Letter: Update on legal appeal of 7-Eleven
Melinda Rakoncay, President
Nelmar Terrace Neighborhood Association
Dear Historic City News readers and potential donors:
Thank you so much for your generous contributions to date! The filing of the appeal and the sufficiency hearing on legal standing were a whirlwind of activity! We have a quasi-judicial hearing coming up on January 15; so now while I have a minute I will provide you all with a recap of what has happened so far and what we can expect going forward.
On October 8, our attorney, Jane West, filed an appeal on the building permit for the 7-Eleven which was issued by the City Planning & Building Department on September 9, 2014. It listed violation of Ordinance 2014-04 passed by the City Commission on second reading on April 14, 2014, which prohibits gas stations on the entry corridor of San Marco Avenue, numerous violations of the Design Standards of the Entry Corridor, and traffic not meeting the Comprehensive Plan.

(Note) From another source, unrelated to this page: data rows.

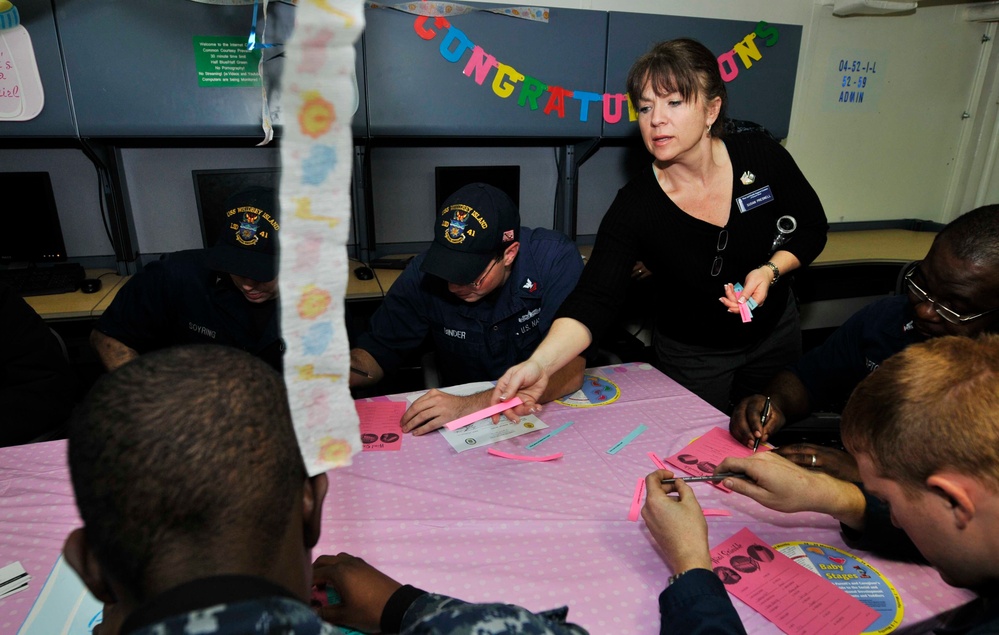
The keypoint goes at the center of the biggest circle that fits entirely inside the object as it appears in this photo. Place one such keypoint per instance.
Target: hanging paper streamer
(316, 154)
(238, 2)
(434, 9)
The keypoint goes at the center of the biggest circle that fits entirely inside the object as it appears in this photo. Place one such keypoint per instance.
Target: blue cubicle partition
(758, 59)
(133, 67)
(56, 118)
(417, 84)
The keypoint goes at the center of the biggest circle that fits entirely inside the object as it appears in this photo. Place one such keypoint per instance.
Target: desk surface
(484, 528)
(79, 305)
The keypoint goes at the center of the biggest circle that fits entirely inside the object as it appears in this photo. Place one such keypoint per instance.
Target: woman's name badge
(756, 198)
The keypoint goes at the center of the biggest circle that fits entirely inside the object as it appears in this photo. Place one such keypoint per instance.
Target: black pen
(721, 476)
(763, 423)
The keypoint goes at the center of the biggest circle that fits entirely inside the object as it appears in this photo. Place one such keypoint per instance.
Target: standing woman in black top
(702, 216)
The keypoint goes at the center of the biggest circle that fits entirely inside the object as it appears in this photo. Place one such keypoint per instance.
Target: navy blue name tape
(754, 199)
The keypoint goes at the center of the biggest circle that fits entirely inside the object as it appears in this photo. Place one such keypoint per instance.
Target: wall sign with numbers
(855, 79)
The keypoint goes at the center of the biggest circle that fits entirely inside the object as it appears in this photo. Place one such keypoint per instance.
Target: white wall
(910, 154)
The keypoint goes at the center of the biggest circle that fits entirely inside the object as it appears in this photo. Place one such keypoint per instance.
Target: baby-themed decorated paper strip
(316, 155)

Seven individuals, Nelmar Terrace Neighborhood Association, and the Neighborhood Council, were listed as aggrieved appellants.
Isabelle Lopez, the City Attorney, reviewed the appeal, and deemed that there was no question the appellants had standing. Nevertheless, a sufficiency hearing to determine whether the parties had standing was required under the City Code. Our attorney made a presentation during the preliminary hearing on Monday October 27th. James Whitehouse, 7-Eleven’s attorney, challenged both our standing and the sufficiency, as well as the timeliness of the appeal at that hearing.

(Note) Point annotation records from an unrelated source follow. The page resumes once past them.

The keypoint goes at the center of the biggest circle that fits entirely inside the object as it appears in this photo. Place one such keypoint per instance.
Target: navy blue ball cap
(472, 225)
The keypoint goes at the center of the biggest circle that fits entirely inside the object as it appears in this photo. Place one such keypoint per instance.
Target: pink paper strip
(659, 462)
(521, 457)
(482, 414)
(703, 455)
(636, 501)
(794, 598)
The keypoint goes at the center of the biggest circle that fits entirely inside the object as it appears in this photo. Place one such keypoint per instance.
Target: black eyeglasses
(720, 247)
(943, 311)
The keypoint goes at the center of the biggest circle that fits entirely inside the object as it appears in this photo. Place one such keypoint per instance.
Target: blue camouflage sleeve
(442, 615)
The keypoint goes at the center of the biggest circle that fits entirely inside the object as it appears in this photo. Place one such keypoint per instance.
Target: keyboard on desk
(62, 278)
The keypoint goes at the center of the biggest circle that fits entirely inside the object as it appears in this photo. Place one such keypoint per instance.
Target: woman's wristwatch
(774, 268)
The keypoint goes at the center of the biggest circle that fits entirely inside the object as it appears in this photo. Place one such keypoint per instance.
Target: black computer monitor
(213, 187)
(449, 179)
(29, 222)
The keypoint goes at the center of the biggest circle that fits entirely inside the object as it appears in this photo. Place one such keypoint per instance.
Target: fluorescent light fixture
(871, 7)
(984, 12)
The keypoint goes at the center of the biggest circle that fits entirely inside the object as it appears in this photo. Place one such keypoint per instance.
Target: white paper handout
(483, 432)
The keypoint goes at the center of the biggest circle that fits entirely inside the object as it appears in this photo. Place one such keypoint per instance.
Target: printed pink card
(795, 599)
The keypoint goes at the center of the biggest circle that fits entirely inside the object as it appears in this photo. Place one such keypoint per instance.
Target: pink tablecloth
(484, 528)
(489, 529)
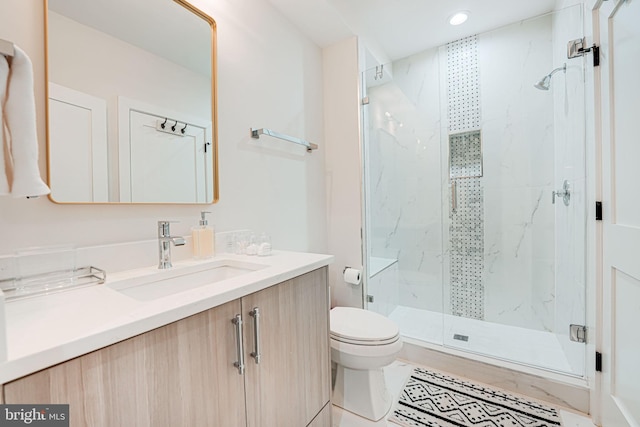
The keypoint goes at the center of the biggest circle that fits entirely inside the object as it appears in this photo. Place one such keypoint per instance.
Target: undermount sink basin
(176, 280)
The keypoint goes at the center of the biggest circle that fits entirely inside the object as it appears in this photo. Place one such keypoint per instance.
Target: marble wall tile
(533, 267)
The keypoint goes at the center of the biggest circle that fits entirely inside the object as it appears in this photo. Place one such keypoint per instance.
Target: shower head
(545, 83)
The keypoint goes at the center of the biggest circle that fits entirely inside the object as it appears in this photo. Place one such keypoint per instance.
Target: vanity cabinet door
(291, 384)
(181, 374)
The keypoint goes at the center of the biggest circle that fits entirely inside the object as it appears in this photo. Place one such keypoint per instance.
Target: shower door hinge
(577, 48)
(578, 333)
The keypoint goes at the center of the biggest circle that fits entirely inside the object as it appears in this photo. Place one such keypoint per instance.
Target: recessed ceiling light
(459, 18)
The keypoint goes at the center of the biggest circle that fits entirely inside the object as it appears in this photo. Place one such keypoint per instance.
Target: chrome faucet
(164, 244)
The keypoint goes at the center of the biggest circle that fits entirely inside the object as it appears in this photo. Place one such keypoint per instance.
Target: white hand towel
(20, 116)
(4, 76)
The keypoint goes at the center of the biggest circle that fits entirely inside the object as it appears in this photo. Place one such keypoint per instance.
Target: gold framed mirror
(131, 112)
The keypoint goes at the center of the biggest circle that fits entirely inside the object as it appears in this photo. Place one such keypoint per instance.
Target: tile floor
(396, 374)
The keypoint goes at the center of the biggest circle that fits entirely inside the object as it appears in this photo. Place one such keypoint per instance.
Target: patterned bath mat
(435, 400)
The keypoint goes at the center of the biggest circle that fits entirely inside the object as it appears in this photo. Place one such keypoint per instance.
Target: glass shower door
(401, 148)
(515, 274)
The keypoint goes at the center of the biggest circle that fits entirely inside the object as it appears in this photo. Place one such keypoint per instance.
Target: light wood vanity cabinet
(183, 374)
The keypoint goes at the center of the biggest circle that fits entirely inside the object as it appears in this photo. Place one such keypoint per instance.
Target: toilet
(362, 343)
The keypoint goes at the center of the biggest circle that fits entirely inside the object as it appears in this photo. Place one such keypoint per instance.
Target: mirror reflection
(131, 115)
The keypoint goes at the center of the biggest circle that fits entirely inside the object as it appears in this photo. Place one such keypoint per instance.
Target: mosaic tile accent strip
(466, 237)
(465, 155)
(466, 230)
(463, 84)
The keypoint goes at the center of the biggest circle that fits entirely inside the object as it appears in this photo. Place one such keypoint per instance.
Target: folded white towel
(20, 121)
(4, 76)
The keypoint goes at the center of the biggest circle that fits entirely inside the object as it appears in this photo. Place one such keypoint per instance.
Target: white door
(619, 31)
(78, 166)
(166, 168)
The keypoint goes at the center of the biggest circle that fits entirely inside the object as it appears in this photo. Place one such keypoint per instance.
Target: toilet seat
(362, 327)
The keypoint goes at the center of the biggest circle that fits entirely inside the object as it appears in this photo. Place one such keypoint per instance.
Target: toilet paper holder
(352, 275)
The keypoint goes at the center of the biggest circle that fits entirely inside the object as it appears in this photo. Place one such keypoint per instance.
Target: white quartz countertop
(46, 330)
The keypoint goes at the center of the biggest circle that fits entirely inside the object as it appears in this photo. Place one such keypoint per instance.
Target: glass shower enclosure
(474, 183)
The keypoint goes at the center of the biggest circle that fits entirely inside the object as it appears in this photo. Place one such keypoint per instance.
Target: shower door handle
(454, 196)
(565, 193)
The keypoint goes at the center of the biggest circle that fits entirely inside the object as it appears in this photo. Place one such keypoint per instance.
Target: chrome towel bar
(255, 133)
(6, 48)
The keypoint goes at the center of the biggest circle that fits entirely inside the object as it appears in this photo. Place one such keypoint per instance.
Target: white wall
(269, 75)
(344, 174)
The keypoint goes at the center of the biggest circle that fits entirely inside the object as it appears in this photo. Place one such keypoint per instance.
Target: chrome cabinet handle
(454, 196)
(255, 313)
(237, 320)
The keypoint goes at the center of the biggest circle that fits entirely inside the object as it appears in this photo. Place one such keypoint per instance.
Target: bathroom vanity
(196, 357)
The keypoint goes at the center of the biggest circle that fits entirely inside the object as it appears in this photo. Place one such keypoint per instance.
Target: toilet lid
(357, 325)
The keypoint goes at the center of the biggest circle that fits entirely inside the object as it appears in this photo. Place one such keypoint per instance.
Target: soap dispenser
(203, 238)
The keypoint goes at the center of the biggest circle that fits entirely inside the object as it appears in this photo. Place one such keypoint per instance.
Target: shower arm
(563, 68)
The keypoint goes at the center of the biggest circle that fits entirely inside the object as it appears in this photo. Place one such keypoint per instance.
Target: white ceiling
(161, 27)
(394, 29)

All the listed appellants had to show up in case they had to be questioned. What should have been a short presentation before the City Commission, became an hour-long hearing because of the challenges. We won that evening on all 3 counts; we were found to have standing, the appeal had sufficient merit, and we had submitted it on time.
All three parties, the City, 7-Eleven and the Appellants, have agreed, for the sake of time, to forgo separate preliminary hearings before the Historic Architectural Review Board and the Planning and Zoning Board. The entire matter will be heard before the newly seated City Commission. This way, we’ll avoid the need to attend multiple hearings on the same issues.

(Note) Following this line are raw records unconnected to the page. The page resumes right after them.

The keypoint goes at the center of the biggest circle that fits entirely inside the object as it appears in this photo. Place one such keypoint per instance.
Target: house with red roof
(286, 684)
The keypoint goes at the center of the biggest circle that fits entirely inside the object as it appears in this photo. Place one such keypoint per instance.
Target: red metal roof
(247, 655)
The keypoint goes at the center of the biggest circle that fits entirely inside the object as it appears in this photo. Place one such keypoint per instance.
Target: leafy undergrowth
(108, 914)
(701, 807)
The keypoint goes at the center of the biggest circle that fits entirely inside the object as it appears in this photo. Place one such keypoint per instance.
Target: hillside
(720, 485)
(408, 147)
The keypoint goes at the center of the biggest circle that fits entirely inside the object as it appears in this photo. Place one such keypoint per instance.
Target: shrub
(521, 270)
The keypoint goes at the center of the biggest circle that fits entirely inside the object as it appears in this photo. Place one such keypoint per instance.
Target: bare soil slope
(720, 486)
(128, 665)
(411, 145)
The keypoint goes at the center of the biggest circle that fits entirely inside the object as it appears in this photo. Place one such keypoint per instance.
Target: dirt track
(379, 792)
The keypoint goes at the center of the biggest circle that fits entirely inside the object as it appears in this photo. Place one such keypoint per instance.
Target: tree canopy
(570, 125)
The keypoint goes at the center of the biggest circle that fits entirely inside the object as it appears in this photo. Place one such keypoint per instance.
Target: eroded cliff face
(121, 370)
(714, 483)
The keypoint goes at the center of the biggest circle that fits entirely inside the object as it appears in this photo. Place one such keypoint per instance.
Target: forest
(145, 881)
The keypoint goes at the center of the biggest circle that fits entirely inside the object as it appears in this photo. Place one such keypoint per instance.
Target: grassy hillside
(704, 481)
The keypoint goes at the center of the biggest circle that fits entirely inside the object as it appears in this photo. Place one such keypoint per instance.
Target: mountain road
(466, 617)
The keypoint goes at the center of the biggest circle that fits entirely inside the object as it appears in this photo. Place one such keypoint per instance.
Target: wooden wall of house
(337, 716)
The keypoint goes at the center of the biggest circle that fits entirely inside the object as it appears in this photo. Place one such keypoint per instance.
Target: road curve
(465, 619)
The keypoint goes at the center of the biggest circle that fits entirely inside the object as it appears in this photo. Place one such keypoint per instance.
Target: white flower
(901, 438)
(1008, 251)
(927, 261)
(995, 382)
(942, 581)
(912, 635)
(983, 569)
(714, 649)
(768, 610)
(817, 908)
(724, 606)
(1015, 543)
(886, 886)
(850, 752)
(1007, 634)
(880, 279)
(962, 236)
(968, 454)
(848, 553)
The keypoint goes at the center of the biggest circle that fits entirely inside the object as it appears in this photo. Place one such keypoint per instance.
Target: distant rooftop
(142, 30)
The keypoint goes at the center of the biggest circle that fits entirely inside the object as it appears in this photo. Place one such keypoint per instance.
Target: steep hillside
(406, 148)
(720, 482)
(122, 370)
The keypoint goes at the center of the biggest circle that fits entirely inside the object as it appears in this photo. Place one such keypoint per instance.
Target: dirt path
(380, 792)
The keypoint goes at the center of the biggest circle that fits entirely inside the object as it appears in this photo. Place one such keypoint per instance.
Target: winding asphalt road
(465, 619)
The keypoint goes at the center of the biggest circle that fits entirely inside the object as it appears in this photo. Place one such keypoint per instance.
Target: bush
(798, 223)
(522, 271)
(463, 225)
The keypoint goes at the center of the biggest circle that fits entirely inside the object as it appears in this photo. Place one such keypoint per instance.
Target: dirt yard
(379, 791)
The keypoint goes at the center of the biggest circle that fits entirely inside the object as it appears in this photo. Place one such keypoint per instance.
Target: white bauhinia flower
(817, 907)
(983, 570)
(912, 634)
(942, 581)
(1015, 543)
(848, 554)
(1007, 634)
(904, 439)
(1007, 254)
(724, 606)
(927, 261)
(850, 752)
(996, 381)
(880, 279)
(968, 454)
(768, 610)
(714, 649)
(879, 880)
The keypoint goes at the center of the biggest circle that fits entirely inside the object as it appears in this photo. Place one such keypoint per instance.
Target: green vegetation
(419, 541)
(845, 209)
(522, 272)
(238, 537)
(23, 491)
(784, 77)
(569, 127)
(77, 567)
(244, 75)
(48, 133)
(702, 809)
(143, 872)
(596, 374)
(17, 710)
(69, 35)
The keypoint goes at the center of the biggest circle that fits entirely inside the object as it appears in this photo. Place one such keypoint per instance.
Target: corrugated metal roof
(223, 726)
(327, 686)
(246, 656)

The quasi-judicial hearing is set for January 15 at 9:00 a.m. Four hours for the hearing have been allocated and no other matters will be heard at that time. It will be a “de novo review” since the City Commission will be accepting evidence.
The January 15 Appeal Hearing will not be like a typical appeal heard at a regular City Commission meeting, where the commission is ruling on an appeal of a decision made by HARB or the PZB, and where public comment is allowed. This will be closer to a court hearing with the City Commission acting in the quasi-judicial role of judge and jury.
The time will be carefully allotted to all the parties. Although the appeal is between us and the City Staff, 7 Eleven will have representation because they are the property owner.
The critical part of our preparation right now is securing expert testimony on the various substantive issues raised in the appeal. This testimony will be important for establishing a proper record for appeal to the circuit court.
In January, I will send out a schedule of how the time will be broken down between all three parties. If you would like to submit public comment on this issue, we strongly urge you to do so at the public hearings set for either Dec 8 or Jan 12 instead of at the quasi-judicial hearing so we can use the time allocated wisely.
Please spread the word: everyone who is opposed to the proposed 7-Eleven at the corner of San Marco and May Street, please voice your opposition during the General Public Comment time at the beginning of regular City Commission meetings on both December 8 and January 12.
Jane West and I have been busy meeting and making ourselves available to meet with the new mayor and commissioners to answer any questions they may have regarding the appeal and its process. Shae has generously agreed to provide her legal expertise and handle both the sufficiency hearing and the quasi-judicial hearing for a very reasonable flat fee. Some of the work already done under that fee includes many conversations with me about strategy, meetings with commissioners, and a lot of email back and forth.
Although the legal fees are flat rate, expert witnesses may charge for their expert testimony, and we will have expenses with transcripts. In addition, moving forward with an appeal to circuit court will incur additional legal expenses that we need to adequately plan for.
While nothing is ever a sure thing, we are feeling confident in the case and the ability to win this. The purpose of this appeal is to uphold the City’s codes and ordinances to prevent the 7-Eleven from going in at a location that would have a disastrous impact on both traffic and the visual uniqueness that the City has planned for its entry corridors.
At a time when we are focused on creating a vision to make St Augustine a unique historic town to both live in and visit, this decision will have a lasting effect our future.
Again, “thank you” to all who have contributed to our fund and made all of this possible. To the many of you who have been considering making a donation, but were waiting to hear if we needed more funds, now is the time to make a donation.